September 8, 2010
Written By Patrick McKeough
From Wall Street Stock Forecaster: “Newell Rubbermaid, Inc. (NWL 15.04 NYSE) makes plastic storage bins, tools, window blinds, pens and a number of other household items. Its top brands include Rubbermaid, Sharpie, Paper Mate, Waterman and Levolor. The company has three divisions: Home & Family, which supplied 43% of its 2009 sales and 36% of its earnings; Office Products (30%, 31%) and Tools, Hardware and Commercial Products (27%, 33%). Read More
“Newell’s sales rose 13.2%, from $5.7 billion in 2006 to $6.5 billion in 2008, largely because it bought a number of other firms in this period. However, 2009 sales fell 13.8%, to $5.8 billion. That’s because retailers ordered fewer products during the recession.

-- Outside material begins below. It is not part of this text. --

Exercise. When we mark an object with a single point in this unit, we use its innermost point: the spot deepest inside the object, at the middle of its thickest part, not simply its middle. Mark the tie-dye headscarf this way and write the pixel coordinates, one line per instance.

As well, Newell discontinued low-margin items; that accounted for about five percentage points of the drop.
“Thanks to earlier cost cutting, Newell’s earnings rose 17.9%, from $409.1 million in 2005 to $482.3 million in 2007. Earnings per share rose 16.2%, from $1.48 in 2005 to $1.72 in 2007, on more shares outstanding. The company lost $49.8 million, or $0.18 a share, in 2008. However, earnings rebounded to $285.5 million, or $1.02 a share, in 2009. Without unusual items, such as restructuring costs, Newell would have earned $1.31 a share in 2009, up 8.3% from $1.21 in 2008.
Cost cuts bring big savings
“Newell’s current restructuring plan will save it $200 million a year, starting in 2011. So far, it has realized $180 million of these savings. Separately, the company recently began restructuring its European operations. This involves job cuts and centralizing some of its operations. Newell expects to pay $90 million to $100 million in severance and other costs. This includes $15 million in 2010. However, this plan should result in annual savings of $50 million to $60 million by the end of 2012, when Newell expects to complete this restructuring.
“The company is also taking steps to lower its future interest costs. In August 2010, it sold $550 million of new 4.7% notes due in 2020. It will use this cash to buy back $500 million of its shares. As well, Newell plans to issue new shares and use its existing cash holdings of $259.8 million to buy back other debt, including $345 million of 5.5% convertible notes due in 2014, and $300 million of 10.6% notes due in 2019.
“After it completes these moves, Newell will have increased its outstanding shares by 8 million. As well, it expects the refinancing to cut its 2010 earnings by $200 million. However, the extra shares will only raise the total outstanding by 3%. And the company will have refinanced $600 million of debt at lower
interest rates. To put that in context, the company’s long-term debt was $2.05 billion, or 49% of its market cap, on June 30, 2010.
New products set the stage for gains
“The company’s cost-cutting and refinancing plans also free up cash for investments in new products. Despite the big drop in 2009 sales, Newell’s research costs fell just 0.9%, to $118.4 million (or 2.1% of sales). It spent $119.5 million (or 1.8% of sales) on research in 2008. This spending has helped the company launch several innovative new products. For example, it recently started selling a mechanical pencil that uses ink-like liquid graphite instead of fragile pencil leads. Newell has also developed a new line of insulated window blinds that help lower its customers’ heating bills.
“Newell Rubbermaid spends almost as much on advertising its products as it does on developing them. In 2009, it spent $112.6 million (or 2.0% of sales) on ads, compared to $143.2 million (or 2.2% of sales) in 2008. The company will probably spend more on advertising over the next few years as the economy recovers. That will also help it increase sales in international markets, which now account for just 25% of its overall sales.
Low p/e adds further appeal
“The stock fell from its pre-recession peak of $32 in 2007 to just $4.51 in March 2009. Despite its recent recovery to $15, Newell now trades at just 10.0 times its likely 2010 earnings of $1.50 a share. That’s a low p/e ratio in light of Newell’s well-known brands and rising profitability. The company’s broad product base also limits its reliance on any single customer. Moreover, demand for many of Newell’s products tends to remain steady during economic downturns. The $0.20 dividend yields 1.3%. Newell Rubbermaid is a buy.”